Although this was the first death from the El Dorado Fire, one of numerous blazes burning in California, Oregon, Washington and Arizona, it was not the first injury.
“Forest officials said Friday there had been 12 injuries related to the (El Dorado) fire, though it was immediately unclear if those were to firefighters or civilians,” The Press Enterprise reported. “Two homes have been destroyed and another two damaged. More than 26,000 structures were threatened.”
As of Friday morning, the inferno was 66 percent contained. (Contained does not mean how much of the fire has been extinguished. It refers to how much of a control line has been placed around the blaze.)
The (Palm Springs) Desert Sun reported that the family who planned the small gathering was cooperating with authorities.
Fire officials told the publication that the family called 911 after trying to extinguish the blaze themselves. They remained on the scene until firefighters arrived, according to the report.
Cal Fire Capt. Bennet Milloy said the blaze remains under investigation.

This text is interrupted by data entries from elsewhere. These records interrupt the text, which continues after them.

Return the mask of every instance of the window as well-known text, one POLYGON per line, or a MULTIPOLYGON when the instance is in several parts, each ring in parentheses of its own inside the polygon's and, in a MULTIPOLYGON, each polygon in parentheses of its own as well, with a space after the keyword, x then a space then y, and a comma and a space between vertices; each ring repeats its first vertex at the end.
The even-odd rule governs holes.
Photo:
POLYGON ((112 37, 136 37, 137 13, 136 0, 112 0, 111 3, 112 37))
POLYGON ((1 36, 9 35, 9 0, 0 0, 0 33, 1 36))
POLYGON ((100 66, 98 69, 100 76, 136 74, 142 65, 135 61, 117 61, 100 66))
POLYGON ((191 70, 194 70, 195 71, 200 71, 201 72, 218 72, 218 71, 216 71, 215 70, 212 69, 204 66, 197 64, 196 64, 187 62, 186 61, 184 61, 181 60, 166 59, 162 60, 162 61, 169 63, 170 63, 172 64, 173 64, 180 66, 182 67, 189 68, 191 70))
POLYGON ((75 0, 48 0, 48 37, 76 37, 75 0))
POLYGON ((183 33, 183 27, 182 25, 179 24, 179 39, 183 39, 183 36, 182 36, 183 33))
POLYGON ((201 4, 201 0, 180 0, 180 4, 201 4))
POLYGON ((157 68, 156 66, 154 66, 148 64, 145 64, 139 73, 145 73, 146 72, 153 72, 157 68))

“Those responsible for starting fires due to negligence or illegal activity can be held financially responsible and criminally responsible,” Cal Fire officials said.
Milloy said investigators are testing the mechanism used at the family gathering to see if it’s considered a “safe and sane” firework.
But he said “safe and sane” pyrotechnic devices are illegal in Yucaipa, a city in San Bernardino County, California.
There was nothing safe or sane about what these people did.